Madeline turns her head and presses a kiss to Minerva’s shoulder. Her lips are chapped, the rough edges pressing into Minerva’s skin. Like building a monument, Minerva thinks. Like pressing your toes into bare, wet earth on the morning after a long rain.
“Okay,” Minerva says. Her voice feels unfamiliar—low and rumbling, from a part of her chest that opened not too long ago, sometime between jumping through Duck Newton’s skull and this, here, quiet moonlight and frogs calling somewhere beyond the window, alive and searching for mates.
Madeline smiles—Minerva can feel it, this time. The stretch of lips expanding.
“I think,” Minerva says slowly, “that if people were not meant for this, they should be. Beds are too good not to be shared.”
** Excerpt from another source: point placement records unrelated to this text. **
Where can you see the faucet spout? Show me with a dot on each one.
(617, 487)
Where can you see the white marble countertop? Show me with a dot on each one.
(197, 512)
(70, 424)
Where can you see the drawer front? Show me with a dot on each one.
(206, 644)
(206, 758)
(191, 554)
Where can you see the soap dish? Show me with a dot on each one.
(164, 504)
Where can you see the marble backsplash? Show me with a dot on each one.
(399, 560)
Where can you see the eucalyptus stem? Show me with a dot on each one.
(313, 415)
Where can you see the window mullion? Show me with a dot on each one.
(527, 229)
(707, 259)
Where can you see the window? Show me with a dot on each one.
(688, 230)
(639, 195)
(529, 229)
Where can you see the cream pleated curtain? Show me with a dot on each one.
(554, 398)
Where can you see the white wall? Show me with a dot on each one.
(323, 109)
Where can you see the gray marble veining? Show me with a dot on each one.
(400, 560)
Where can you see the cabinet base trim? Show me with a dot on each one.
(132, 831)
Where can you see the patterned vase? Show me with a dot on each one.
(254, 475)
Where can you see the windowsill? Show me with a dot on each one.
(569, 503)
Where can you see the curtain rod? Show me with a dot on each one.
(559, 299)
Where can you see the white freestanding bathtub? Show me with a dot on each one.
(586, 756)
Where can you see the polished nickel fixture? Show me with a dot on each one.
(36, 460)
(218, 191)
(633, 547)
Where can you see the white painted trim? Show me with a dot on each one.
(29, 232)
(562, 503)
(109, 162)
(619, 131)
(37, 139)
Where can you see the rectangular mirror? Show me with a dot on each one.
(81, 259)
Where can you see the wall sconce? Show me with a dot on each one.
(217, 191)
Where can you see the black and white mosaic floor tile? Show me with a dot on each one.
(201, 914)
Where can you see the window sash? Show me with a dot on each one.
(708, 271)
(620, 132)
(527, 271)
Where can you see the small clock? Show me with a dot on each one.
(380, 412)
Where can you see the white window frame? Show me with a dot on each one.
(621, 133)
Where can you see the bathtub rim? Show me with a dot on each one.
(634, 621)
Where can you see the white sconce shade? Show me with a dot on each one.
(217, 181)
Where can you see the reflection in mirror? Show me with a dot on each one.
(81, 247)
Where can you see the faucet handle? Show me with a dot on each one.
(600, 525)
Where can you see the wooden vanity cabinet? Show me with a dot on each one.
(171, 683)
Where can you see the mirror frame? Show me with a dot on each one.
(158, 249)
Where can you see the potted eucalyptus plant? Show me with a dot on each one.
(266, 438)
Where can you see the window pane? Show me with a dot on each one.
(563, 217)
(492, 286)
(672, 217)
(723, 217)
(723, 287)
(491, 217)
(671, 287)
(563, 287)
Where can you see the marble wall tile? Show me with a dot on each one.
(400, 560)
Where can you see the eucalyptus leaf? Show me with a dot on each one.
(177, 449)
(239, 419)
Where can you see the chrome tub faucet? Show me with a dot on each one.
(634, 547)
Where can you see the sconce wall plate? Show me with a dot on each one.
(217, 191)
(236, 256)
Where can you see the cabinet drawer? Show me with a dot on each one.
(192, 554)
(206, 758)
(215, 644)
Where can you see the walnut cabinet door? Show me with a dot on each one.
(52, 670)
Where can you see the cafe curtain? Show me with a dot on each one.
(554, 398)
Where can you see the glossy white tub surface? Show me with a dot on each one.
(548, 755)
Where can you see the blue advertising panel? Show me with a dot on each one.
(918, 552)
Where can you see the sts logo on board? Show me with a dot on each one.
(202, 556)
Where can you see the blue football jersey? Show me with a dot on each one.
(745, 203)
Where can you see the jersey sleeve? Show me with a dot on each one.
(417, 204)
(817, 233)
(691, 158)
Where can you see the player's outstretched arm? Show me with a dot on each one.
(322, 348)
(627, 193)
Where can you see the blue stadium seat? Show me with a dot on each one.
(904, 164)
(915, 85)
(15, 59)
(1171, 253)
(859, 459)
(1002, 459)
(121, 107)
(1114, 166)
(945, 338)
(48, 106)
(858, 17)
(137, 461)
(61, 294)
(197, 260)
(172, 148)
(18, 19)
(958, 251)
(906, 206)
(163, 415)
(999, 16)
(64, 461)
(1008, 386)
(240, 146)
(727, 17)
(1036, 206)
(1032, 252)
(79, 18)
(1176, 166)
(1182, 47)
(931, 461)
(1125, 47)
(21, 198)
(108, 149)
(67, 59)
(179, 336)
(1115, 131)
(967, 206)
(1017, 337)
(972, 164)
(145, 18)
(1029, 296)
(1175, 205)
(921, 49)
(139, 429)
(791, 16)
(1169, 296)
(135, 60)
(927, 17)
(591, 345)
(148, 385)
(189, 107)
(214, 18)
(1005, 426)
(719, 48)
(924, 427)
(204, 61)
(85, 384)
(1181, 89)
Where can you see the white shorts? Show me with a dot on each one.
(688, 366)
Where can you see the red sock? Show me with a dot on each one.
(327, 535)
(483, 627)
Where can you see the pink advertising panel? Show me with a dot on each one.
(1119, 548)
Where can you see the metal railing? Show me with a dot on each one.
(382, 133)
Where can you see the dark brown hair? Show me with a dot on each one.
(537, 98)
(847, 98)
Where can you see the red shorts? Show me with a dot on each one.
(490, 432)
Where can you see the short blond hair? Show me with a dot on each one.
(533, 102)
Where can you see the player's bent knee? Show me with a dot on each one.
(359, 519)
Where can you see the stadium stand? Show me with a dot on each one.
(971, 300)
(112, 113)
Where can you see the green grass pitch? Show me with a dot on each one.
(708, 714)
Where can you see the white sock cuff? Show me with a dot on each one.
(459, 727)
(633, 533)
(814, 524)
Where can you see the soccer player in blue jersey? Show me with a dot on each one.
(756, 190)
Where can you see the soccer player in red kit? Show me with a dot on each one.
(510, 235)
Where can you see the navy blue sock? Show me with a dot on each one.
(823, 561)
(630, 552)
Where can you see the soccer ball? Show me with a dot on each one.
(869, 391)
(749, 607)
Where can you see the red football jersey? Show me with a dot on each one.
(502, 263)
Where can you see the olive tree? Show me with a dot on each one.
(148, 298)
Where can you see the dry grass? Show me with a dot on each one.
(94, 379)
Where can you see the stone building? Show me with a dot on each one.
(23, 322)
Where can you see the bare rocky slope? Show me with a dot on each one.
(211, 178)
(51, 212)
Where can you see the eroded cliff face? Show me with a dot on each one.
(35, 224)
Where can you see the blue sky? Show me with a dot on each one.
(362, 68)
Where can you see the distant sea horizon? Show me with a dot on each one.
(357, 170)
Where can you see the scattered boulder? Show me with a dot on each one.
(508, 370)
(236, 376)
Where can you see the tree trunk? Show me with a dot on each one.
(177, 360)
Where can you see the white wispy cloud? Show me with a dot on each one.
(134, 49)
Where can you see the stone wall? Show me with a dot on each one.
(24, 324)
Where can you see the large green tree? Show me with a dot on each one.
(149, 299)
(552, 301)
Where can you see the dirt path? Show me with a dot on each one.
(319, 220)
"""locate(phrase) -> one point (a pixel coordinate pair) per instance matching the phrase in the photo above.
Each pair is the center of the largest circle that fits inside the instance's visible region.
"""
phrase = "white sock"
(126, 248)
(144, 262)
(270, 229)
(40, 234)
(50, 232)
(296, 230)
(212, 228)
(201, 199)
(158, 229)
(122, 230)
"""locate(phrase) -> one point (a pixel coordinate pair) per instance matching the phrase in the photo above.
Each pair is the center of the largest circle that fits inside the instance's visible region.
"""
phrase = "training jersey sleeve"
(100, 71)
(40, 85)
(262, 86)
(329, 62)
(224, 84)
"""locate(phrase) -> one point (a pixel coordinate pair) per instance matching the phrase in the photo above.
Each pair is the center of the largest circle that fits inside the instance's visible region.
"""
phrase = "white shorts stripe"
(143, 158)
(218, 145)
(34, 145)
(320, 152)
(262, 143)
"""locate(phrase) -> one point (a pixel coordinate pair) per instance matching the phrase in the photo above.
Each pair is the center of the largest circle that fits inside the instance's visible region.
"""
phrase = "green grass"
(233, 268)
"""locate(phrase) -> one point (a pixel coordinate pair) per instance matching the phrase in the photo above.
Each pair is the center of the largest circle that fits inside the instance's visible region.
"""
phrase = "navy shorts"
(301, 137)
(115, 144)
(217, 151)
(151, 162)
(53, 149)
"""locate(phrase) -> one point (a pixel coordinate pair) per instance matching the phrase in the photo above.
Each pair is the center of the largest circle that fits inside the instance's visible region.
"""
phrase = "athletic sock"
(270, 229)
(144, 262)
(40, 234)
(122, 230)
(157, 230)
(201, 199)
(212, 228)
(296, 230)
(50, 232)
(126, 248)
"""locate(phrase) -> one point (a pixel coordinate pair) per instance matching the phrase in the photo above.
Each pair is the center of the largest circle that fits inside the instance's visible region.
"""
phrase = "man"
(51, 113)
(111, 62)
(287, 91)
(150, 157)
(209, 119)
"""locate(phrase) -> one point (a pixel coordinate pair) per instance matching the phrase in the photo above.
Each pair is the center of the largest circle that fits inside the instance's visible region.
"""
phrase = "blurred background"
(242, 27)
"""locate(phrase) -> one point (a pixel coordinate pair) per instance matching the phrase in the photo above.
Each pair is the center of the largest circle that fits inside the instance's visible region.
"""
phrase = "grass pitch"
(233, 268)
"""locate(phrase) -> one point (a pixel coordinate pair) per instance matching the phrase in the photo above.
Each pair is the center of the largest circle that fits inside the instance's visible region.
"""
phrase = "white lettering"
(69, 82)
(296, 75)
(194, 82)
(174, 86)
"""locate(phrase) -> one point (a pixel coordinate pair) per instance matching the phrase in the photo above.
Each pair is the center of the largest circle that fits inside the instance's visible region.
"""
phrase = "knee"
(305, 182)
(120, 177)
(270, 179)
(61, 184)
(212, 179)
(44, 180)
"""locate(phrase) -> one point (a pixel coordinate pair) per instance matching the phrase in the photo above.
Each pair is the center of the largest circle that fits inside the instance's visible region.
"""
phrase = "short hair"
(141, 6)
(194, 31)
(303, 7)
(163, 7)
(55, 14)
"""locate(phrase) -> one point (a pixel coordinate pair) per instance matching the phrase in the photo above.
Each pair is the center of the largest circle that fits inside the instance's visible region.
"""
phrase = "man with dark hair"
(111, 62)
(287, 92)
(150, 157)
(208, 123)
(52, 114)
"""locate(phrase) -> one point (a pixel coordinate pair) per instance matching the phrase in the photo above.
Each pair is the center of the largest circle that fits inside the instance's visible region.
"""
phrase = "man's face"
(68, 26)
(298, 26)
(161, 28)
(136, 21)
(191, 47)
Madeline laughs again, that tiny perfect exhale, and then she picks her head up and slides back down to a horizontal position, hair splayed out against her pillow like the birth of the universe. She reaches and tugs at Minerva’s tunic until Minerva goes too: horizontal, utterly unprotected, facing Madeline.
And here they are again: two silhouettes in the moonlight. Minerva reaches one palm out to Madeline’s shoulder, just to be certain she’s real.
“I do want you here,” Madeline says. “Just in case that’s not obvious.”
“It is,” Minerva replies. “But thank you.”
Minerva keeps her palm, flat, there on Madeline’s shoulder. The moonlight dances a slow waltz, shifting with the trees in the wind. This time, Madeline does not need a cup of tea, or a beer, or carefully calibrated forest sounds, to fall asleep. Or at least, Minerva has to assume she doesn’t, because Minerva drifts off first.